I had the blessing of serving as altar guild this morning to prepare the altar for the Wednesday Noon Eucharist. As I placed the missal stand on the altar I noticed, for the first time, the engraving on it. Perhaps I should note a certain past ambivalence toward memorial plaques in churches — a “holy” indifference with a slight tipping of the scales toward the negative. But this engraving moved me deeply and lifted my heart up to God. I have no idea who Malcolm Herbert Burgess was in this life, only that he died so very young (twenty or twenty-one), that he was an altar server at St. Peter’s Church in Canton, IL for seven years, and that someone loved him enough to want him remembered in the fellowship of the saints at the altar of our Lord Jesus Christ.

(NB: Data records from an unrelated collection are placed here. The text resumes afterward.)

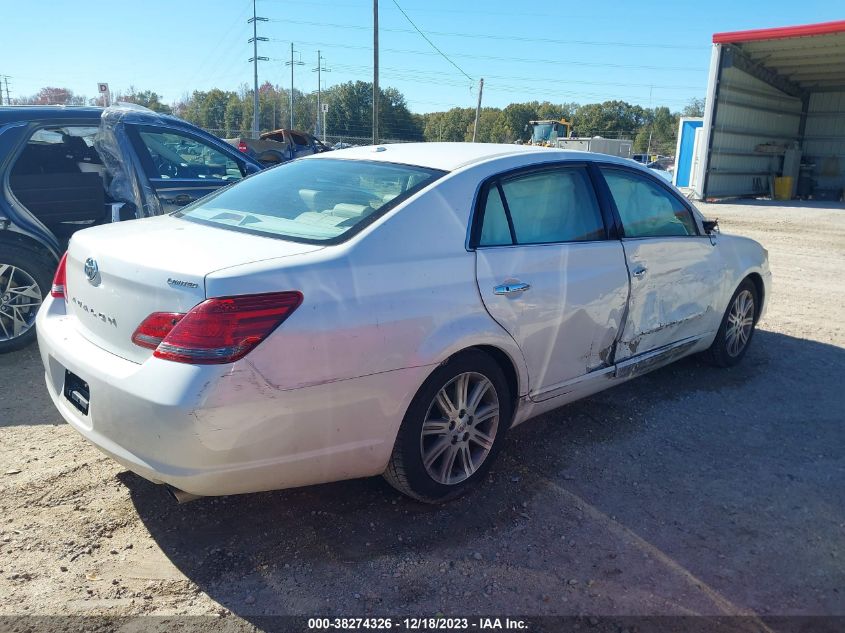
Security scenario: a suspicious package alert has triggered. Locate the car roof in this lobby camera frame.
[0,105,103,124]
[314,143,633,171]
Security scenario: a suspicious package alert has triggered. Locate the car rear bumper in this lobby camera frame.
[37,298,430,495]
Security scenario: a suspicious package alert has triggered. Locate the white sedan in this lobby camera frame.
[37,143,771,501]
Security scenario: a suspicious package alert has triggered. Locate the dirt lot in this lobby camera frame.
[0,202,845,628]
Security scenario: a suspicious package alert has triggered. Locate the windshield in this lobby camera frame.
[174,159,445,243]
[531,123,553,142]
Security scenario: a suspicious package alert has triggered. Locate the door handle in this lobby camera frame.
[493,281,531,295]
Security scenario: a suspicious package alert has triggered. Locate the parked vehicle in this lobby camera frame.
[225,129,332,167]
[525,119,634,158]
[37,143,771,502]
[0,106,261,353]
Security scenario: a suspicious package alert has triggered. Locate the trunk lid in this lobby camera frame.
[66,216,323,363]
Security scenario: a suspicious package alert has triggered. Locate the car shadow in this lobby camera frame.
[119,331,845,623]
[0,344,64,428]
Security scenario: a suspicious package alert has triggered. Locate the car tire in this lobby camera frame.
[384,350,514,503]
[0,243,53,354]
[703,279,760,367]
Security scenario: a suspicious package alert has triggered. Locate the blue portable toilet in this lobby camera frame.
[674,117,704,187]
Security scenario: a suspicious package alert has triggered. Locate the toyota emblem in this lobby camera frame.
[85,257,100,282]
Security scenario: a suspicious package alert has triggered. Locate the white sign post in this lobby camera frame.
[97,84,111,108]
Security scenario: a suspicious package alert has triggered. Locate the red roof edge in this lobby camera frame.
[713,20,845,44]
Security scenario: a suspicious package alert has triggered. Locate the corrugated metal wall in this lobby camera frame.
[704,66,800,197]
[803,92,845,189]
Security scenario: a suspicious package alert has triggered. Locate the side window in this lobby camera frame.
[601,168,698,237]
[492,167,605,244]
[138,130,243,182]
[480,185,513,246]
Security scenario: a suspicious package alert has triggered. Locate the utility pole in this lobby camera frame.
[0,75,12,105]
[246,0,269,138]
[373,0,379,145]
[472,77,484,143]
[311,51,331,140]
[285,42,305,129]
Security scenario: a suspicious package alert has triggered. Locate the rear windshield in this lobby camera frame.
[174,159,445,244]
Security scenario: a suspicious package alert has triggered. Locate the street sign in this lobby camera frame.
[97,83,111,107]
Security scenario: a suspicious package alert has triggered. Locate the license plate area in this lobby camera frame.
[64,369,91,415]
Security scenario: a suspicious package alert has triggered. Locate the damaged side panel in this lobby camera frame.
[614,236,725,363]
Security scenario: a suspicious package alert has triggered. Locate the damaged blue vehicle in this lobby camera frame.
[0,105,262,353]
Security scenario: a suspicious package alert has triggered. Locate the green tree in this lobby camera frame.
[115,86,173,114]
[681,97,704,116]
[12,87,87,105]
[323,81,424,140]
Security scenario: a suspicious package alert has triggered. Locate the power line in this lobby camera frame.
[270,37,707,72]
[270,17,707,51]
[247,0,268,138]
[386,0,475,81]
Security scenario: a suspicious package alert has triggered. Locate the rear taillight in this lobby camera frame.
[132,312,185,349]
[50,252,67,299]
[132,292,302,365]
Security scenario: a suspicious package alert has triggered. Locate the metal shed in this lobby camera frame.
[693,20,845,200]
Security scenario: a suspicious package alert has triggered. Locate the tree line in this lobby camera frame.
[13,81,704,154]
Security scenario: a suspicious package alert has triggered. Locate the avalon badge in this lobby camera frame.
[84,257,100,283]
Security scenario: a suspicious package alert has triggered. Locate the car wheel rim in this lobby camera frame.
[0,264,41,341]
[420,372,499,486]
[725,290,754,357]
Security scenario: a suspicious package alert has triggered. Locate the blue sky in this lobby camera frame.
[0,0,843,112]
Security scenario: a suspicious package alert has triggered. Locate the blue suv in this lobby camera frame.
[0,106,262,353]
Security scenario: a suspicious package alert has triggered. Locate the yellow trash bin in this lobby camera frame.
[775,176,792,200]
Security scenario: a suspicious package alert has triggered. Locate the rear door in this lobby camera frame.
[600,166,724,362]
[127,126,254,213]
[472,164,628,399]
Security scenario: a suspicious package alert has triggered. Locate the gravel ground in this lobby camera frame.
[0,202,845,629]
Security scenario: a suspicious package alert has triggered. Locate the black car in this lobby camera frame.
[0,106,261,353]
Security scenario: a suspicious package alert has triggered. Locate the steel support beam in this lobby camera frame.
[722,44,804,98]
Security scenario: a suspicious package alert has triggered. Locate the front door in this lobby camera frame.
[130,126,245,213]
[600,167,724,362]
[476,166,628,399]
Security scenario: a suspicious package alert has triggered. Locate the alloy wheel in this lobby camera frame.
[420,372,499,486]
[0,263,41,341]
[725,290,754,357]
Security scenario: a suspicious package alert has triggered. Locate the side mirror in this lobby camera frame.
[257,150,282,163]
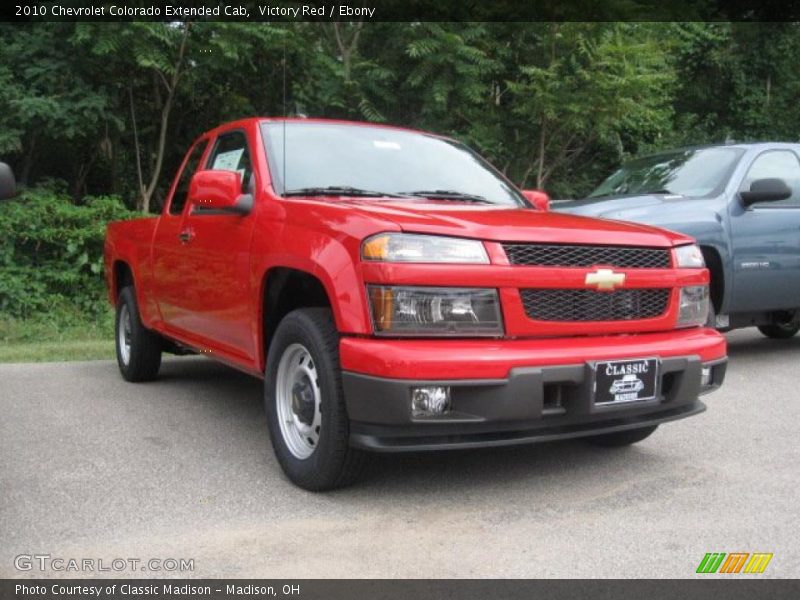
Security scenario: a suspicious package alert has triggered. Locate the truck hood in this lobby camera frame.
[551,194,684,219]
[326,199,692,247]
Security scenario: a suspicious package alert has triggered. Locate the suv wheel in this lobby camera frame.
[264,308,365,491]
[114,286,161,381]
[586,425,658,448]
[758,320,800,340]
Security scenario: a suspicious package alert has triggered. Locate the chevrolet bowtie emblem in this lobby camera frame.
[584,269,625,290]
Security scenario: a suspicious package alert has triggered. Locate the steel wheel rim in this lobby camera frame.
[117,305,131,365]
[275,344,322,460]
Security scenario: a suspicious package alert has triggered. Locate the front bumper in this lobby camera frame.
[342,330,727,452]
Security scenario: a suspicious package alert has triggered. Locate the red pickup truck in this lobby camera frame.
[105,119,726,490]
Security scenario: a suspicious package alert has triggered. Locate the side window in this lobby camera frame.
[208,131,253,192]
[742,150,800,206]
[169,140,208,215]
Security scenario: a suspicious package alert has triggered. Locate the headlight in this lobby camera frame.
[677,285,708,327]
[675,244,706,269]
[361,233,489,264]
[367,285,503,336]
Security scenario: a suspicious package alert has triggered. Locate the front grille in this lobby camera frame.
[520,288,670,321]
[503,244,671,269]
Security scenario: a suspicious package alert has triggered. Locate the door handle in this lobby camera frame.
[178,228,194,244]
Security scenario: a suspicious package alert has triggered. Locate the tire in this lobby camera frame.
[758,321,800,340]
[264,308,366,491]
[706,300,717,329]
[114,286,161,382]
[586,425,658,448]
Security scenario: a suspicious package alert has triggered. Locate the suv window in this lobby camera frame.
[208,131,253,192]
[169,140,208,215]
[742,150,800,206]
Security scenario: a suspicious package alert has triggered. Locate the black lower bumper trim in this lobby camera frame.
[342,356,726,452]
[350,400,706,452]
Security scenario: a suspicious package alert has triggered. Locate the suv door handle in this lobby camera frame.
[178,228,194,244]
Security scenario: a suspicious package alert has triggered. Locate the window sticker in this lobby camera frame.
[212,148,244,171]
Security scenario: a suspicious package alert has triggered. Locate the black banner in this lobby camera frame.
[0,576,800,600]
[0,0,800,23]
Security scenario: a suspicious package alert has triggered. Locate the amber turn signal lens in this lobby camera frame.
[361,235,389,260]
[368,286,394,331]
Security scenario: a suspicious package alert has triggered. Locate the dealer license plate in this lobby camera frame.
[594,358,658,404]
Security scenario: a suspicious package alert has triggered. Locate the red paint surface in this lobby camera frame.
[105,119,725,377]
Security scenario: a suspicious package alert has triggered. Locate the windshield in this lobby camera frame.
[262,122,528,207]
[589,148,744,198]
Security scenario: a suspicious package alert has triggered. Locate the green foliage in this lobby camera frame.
[0,21,800,339]
[0,187,136,322]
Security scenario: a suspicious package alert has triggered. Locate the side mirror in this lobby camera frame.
[739,178,792,206]
[522,190,550,210]
[189,171,253,215]
[0,163,17,200]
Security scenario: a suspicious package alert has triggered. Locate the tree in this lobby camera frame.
[508,23,675,188]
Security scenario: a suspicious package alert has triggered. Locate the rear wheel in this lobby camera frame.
[114,286,161,382]
[758,318,800,340]
[586,425,658,448]
[264,308,365,491]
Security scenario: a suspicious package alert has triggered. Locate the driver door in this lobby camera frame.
[155,129,256,362]
[731,149,800,312]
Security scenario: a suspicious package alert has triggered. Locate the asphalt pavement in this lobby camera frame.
[0,330,800,578]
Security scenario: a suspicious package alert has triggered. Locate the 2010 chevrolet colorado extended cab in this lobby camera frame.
[105,119,726,490]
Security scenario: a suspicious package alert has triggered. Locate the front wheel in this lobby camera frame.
[758,321,800,340]
[264,308,365,491]
[586,425,658,448]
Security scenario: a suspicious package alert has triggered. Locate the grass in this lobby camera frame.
[0,309,114,363]
[0,339,114,363]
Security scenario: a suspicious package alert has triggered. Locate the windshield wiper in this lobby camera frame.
[283,185,403,198]
[403,190,494,204]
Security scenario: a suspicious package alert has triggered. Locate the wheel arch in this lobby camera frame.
[111,259,136,304]
[258,265,339,371]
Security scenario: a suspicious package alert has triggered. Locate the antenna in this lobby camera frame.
[283,29,287,194]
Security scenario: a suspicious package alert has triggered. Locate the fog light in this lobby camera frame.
[411,385,450,417]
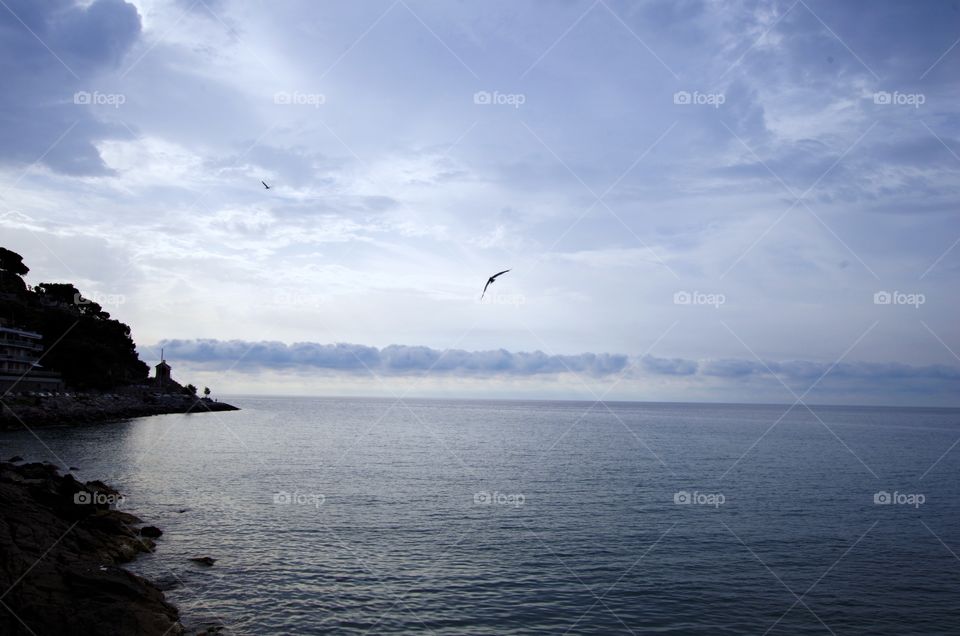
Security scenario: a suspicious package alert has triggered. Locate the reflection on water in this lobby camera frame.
[0,398,960,634]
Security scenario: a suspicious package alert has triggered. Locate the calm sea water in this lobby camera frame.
[0,398,960,634]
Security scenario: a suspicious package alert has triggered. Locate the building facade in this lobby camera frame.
[0,327,63,393]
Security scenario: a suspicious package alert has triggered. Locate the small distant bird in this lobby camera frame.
[480,269,510,300]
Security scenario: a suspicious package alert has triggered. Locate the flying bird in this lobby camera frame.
[480,269,510,300]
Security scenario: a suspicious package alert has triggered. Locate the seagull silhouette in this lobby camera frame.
[480,269,510,300]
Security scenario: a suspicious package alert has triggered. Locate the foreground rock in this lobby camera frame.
[0,462,184,636]
[0,393,239,430]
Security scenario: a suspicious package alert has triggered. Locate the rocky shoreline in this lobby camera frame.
[0,458,184,636]
[0,393,239,430]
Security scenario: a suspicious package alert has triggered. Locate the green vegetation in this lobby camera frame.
[0,247,149,390]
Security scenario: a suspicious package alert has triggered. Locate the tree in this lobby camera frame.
[0,247,30,294]
[0,247,30,276]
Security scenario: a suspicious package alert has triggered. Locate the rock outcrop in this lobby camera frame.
[0,462,184,636]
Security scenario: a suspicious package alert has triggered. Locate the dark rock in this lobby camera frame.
[0,462,184,636]
[190,557,217,567]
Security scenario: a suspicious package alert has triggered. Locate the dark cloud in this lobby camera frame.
[158,340,629,377]
[0,0,140,175]
[157,340,960,388]
[640,355,697,375]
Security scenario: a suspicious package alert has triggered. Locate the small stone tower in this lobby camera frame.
[154,349,170,389]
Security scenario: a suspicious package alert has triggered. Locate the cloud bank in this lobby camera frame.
[158,340,629,377]
[157,339,960,384]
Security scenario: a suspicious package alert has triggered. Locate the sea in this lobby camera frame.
[0,396,960,636]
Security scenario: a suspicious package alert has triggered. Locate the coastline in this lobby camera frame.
[0,458,185,636]
[0,392,240,430]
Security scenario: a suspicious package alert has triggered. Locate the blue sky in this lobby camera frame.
[0,0,960,405]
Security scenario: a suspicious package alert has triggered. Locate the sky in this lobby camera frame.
[0,0,960,406]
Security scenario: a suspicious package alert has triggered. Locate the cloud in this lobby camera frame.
[0,0,141,176]
[157,340,629,377]
[157,339,960,385]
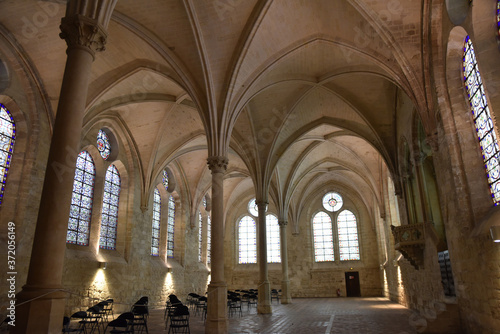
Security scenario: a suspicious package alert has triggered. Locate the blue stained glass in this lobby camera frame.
[323,192,344,212]
[99,165,121,249]
[163,169,168,191]
[337,210,360,261]
[313,213,334,262]
[238,216,257,264]
[497,0,500,37]
[167,195,175,258]
[266,215,281,263]
[198,213,203,262]
[0,103,16,206]
[205,217,212,263]
[66,151,95,246]
[97,130,111,160]
[463,36,500,205]
[151,188,161,256]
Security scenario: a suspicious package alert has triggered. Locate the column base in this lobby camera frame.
[205,282,227,334]
[281,281,292,304]
[10,286,66,334]
[257,281,273,314]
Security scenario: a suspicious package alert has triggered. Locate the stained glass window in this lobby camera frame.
[97,130,111,160]
[66,151,95,246]
[0,103,16,205]
[248,198,259,217]
[266,215,281,263]
[313,211,335,262]
[99,165,121,249]
[323,192,344,212]
[163,169,168,190]
[207,216,212,263]
[238,216,257,263]
[198,213,203,262]
[151,188,161,256]
[497,0,500,37]
[337,210,359,261]
[167,195,175,258]
[463,36,500,205]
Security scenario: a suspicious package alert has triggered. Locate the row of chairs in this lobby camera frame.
[62,299,113,334]
[104,296,149,334]
[164,294,191,334]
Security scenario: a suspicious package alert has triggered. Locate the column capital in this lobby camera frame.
[425,132,439,152]
[59,14,108,57]
[278,220,288,227]
[255,200,269,211]
[207,156,228,173]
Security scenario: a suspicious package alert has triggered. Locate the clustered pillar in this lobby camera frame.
[205,156,228,334]
[12,0,116,334]
[278,220,292,304]
[257,201,272,314]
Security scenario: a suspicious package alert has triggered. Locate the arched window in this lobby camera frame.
[198,213,203,262]
[248,198,259,217]
[313,211,335,262]
[167,195,175,258]
[337,210,359,261]
[162,169,168,191]
[66,151,95,246]
[0,103,16,205]
[207,216,212,263]
[497,0,500,37]
[323,192,344,212]
[151,188,161,256]
[238,216,257,264]
[463,36,500,205]
[266,215,281,263]
[99,165,121,249]
[97,130,111,160]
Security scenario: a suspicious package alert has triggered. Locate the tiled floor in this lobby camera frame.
[149,298,416,334]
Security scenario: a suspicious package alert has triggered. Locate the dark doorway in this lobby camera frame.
[345,271,361,297]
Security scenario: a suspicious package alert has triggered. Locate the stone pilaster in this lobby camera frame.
[256,200,273,314]
[278,220,292,304]
[205,156,228,334]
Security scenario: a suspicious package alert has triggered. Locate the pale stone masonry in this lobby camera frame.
[0,0,500,334]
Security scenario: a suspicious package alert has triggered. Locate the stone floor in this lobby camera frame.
[148,298,416,334]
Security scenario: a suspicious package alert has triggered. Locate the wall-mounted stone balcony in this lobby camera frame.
[391,223,433,269]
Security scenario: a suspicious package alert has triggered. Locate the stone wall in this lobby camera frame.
[225,187,382,298]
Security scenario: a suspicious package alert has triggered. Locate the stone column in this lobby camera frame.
[256,201,273,314]
[11,0,116,334]
[414,153,431,223]
[278,220,292,304]
[205,156,228,334]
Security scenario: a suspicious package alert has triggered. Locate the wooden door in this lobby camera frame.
[345,271,361,297]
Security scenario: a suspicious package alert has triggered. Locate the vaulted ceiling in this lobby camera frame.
[0,0,430,224]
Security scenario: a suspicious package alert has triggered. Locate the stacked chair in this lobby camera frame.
[104,312,134,334]
[130,296,149,334]
[163,294,182,329]
[168,304,191,334]
[164,294,190,334]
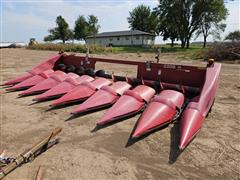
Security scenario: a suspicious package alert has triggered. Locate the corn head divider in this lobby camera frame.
[3,53,221,150]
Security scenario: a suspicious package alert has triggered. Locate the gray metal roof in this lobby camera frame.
[87,30,155,38]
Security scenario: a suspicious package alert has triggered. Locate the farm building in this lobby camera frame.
[86,30,156,46]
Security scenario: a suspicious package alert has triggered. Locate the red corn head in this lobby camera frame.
[34,75,94,101]
[19,71,73,96]
[132,90,184,137]
[6,69,54,91]
[97,85,155,125]
[1,54,62,86]
[178,106,204,150]
[1,72,34,86]
[51,78,111,106]
[72,81,131,114]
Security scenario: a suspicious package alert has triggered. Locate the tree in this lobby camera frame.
[157,0,228,48]
[44,16,73,44]
[225,31,240,42]
[127,4,158,34]
[74,15,100,40]
[74,16,87,40]
[154,8,179,47]
[196,0,228,48]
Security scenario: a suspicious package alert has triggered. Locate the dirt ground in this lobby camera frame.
[0,49,240,180]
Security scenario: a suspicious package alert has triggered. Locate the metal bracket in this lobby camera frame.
[146,61,152,71]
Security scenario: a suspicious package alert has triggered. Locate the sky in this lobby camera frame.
[0,0,240,43]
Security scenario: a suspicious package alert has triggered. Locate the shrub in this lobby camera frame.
[203,42,240,61]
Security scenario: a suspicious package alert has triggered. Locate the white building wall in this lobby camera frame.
[86,35,155,46]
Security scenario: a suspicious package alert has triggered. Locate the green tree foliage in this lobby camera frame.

I paused in my altar preparation to pray:
Almighty God, with whom the souls of the faithful who have departed this life are in joy and felicity: We praise your holy Name for all your servants who have finished their course in your faith and fear, especially Malcolm Herbert Burgess; and we most humbly pray that, at the day of resurrection, we and all who are members of the mystical body of your Son may be set on his right hand, and hear his most joyful voice: “Come, you who are blessed by my Father, inherit the kingdom prepared for you from the foundation of the world.” Grant this, O merciful Father, for the sake of Jesus Christ, our only Mediator and Advocate. Amen (BCP 2019, p. 679).
In that moment, there was a strong sense of the Communion of Saints, of the continuity of the Church, of the immanence of the transcendent. The plaque’s first words are “In Memoriam,” and in a sense that is true. But it is inadequate. Perhaps better would be “In Thanksgiving For” or, better still, “In Communion With.”